Software & Data Management
The ATOM80 interfaces natively with industry-standard imaging frameworks including DirectShow, Video4Linux2 (V4L2), and OpenCV. Electrophysics provides a Windows-based SDK (C/C++, .NET) supporting frame capture, gain/offset correction, non-uniformity compensation (NUC), and basic radiometric conversion using factory-provided calibration coefficients. Raw 14-bit frames can be logged in TIFF or binary formats for post-processing in MATLAB, Python (NumPy/SciPy), or third-party thermography platforms. While the camera does not embed onboard storage or network streaming capabilities, its USB 2.0 interface enables deterministic frame delivery suitable for time-synchronized multi-sensor deployments. Audit-trail functionality (e.g., timestamped metadata, firmware version logging) is supported via host-side implementation compliant with GLP/GMP-aligned data integrity practices.
Applications
- Smart building systems: Occupancy-driven HVAC control, thermal envelope leakage detection, and insulation performance verification
- Automotive ADAS prototyping: Night-vision assistance, pedestrian detection, and blind-spot thermal signature analysis
- Industrial predictive maintenance: Monitoring of motor windings, transformer bushings, conveyor bearings, and circuit breaker contacts
- Perimeter security: Passive intruder detection under total darkness, fog, or light foliage occlusion—integrated with video analytics engines for false-alarm suppression
- Traffic flow analytics: Vehicle classification, queue length estimation, and crosswalk occupancy counting based on thermal silhouette segmentation
- Academic research: Low-cost thermal imaging for physics education, material emissivity studies, and environmental heat flux modeling
FAQ
Is the ATOM80 suitable for quantitative temperature measurement?

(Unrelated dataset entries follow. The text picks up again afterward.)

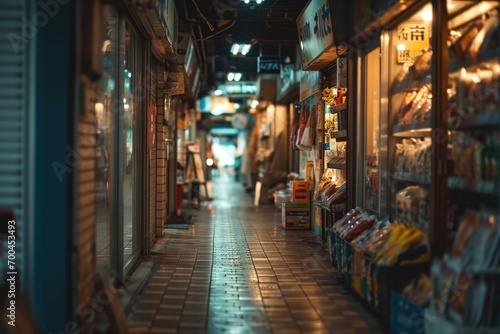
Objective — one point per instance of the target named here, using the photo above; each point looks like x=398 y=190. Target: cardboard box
x=300 y=192
x=295 y=216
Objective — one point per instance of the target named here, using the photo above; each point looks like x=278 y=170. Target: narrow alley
x=235 y=270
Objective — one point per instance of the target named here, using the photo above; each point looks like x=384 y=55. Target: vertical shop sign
x=309 y=83
x=315 y=30
x=166 y=10
x=175 y=84
x=151 y=128
x=413 y=38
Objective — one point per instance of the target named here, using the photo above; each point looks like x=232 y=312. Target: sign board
x=318 y=30
x=310 y=83
x=268 y=65
x=175 y=83
x=168 y=17
x=412 y=39
x=239 y=121
x=241 y=88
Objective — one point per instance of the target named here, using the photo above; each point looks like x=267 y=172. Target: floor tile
x=235 y=270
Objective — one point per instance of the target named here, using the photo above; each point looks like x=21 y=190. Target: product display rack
x=472 y=178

Yes—when used with known emissivity values and stable ambient conditions, the ATOM80 provides radiometrically calibrated 14-bit data traceable to NIST standards. Absolute accuracy depends on proper setup (e.g., distance-to-target ratio, background radiation compensation) and is typically ±5 °C or ±5% of reading, whichever is greater.
Can multiple ATOM80 units be synchronized?

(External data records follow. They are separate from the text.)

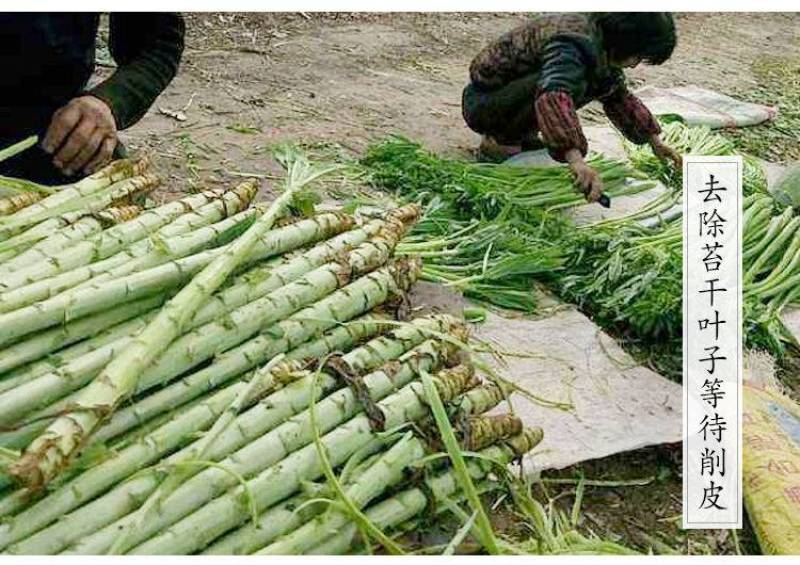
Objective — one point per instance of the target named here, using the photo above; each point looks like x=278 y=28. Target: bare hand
x=82 y=135
x=587 y=180
x=666 y=153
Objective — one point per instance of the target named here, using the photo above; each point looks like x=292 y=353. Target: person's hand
x=587 y=179
x=82 y=135
x=665 y=153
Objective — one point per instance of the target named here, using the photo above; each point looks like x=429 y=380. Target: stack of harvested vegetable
x=190 y=379
x=488 y=229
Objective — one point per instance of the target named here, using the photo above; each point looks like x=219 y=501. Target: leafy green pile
x=488 y=229
x=693 y=140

No native hardware trigger input/output is provided. Synchronization must be achieved via software-level timestamp alignment using host CPU clocks or external PTP/NTP infrastructure.
Does the camera support custom NUC routines?

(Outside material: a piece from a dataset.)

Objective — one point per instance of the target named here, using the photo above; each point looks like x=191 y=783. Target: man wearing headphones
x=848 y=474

Factory NUC is performed at two temperature points. End users may perform manual shutterless NUC via SDK commands, but full two-point NUC requires proprietary calibration equipment and is not user-accessible.
What operating systems are officially supported?
Windows 10/11 (64-bit), Ubuntu LTS (20.04+ with V4L2 kernel modules), and Raspberry Pi OS (64-bit) with libuvc backend.
Is lens interchangeability supported in-field?
Yes—both RS-1 and RS-2 lenses mount via standardized M34×0.5 thread and require no recalibration upon replacement. Mechanical alignment is maintained within specified tolerances per Electrophysics mechanical drawings.